Printed document, 2 leaves, Washington, United States Patent Office, 24 June 1873, "Improvement in Scrap-Books"; disbound, staple holes in margins, one short tear to bottom margin of text, minor corner loss to diagram. Red folding case. — Mark Twain's Perforated Interleaved Scrap Book. New York: Daniel Slote & Company, ca. 1877. 2 copies: (1) With 100 leaves. Original front wrapper and index bound in blue cloth and stamped in gilt, silver, and black ink on the upper cover, lower cover blocked in blind, spine lettered gilt. (2): 152 leaves; final leaf loose.
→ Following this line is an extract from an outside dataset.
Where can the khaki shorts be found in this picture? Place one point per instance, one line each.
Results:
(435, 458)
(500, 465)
Original front wrapper and index bound in red cloth blocked in blind, spine lettered gilt. — Autograph letter signed ("S.L.C.") on MCIntyre Coal Company stationery, Elimira, 4 September 1879, to Dan Slote, requesting him to send one half-dozen scrapbooks to a customs officer; soiled and spotted on second page. — Autograph letter signed ("S.L. Clemens"), 2 pages, 12 August 1886, to his London publisher Andrew Chatto, requesting the price of typesetting per 1,000 ems in newspapers and books, reporting the assembly of the Paige typesetter (to be finished in 1887); light soiling, trace of rusted paperclip on upper left corners. —Autograph letter signed ("S. L. Clemens"), one page, Hartford, 11 April 1889, to an unknown recipient, announcing the completion of the Paige typesetting machine; minor discoloration on bottom margin. — Autograph letter signed ("Mark") , 3 pages, Hartford, 29 November 1889, to Joseph T. Goodman, speaks of raising capital to build the typesetting machines, that the Herald wants to order 33 of them, and calculates the royalty returns on the patent. — Mark Twain's Memory-Builder. New York: Charles L. Webster, 1891. Two printed sheets pasted to a box-like board edged in brown cloth; lacks a box for storing pins used in playing the game. Blue cloth folding case.

Catalogue Note

Clemens the perennially failing entrepreneur. Of Clemens's many inventions, the Paige typesetter was his greatest financial failure which bankrupted him and forced him to take up the lecture circuit once more. The Memory-Builder was also a commercial disaster. The self- pasting Scrap-Book, on the other hand, brought him $50,000 in revenue.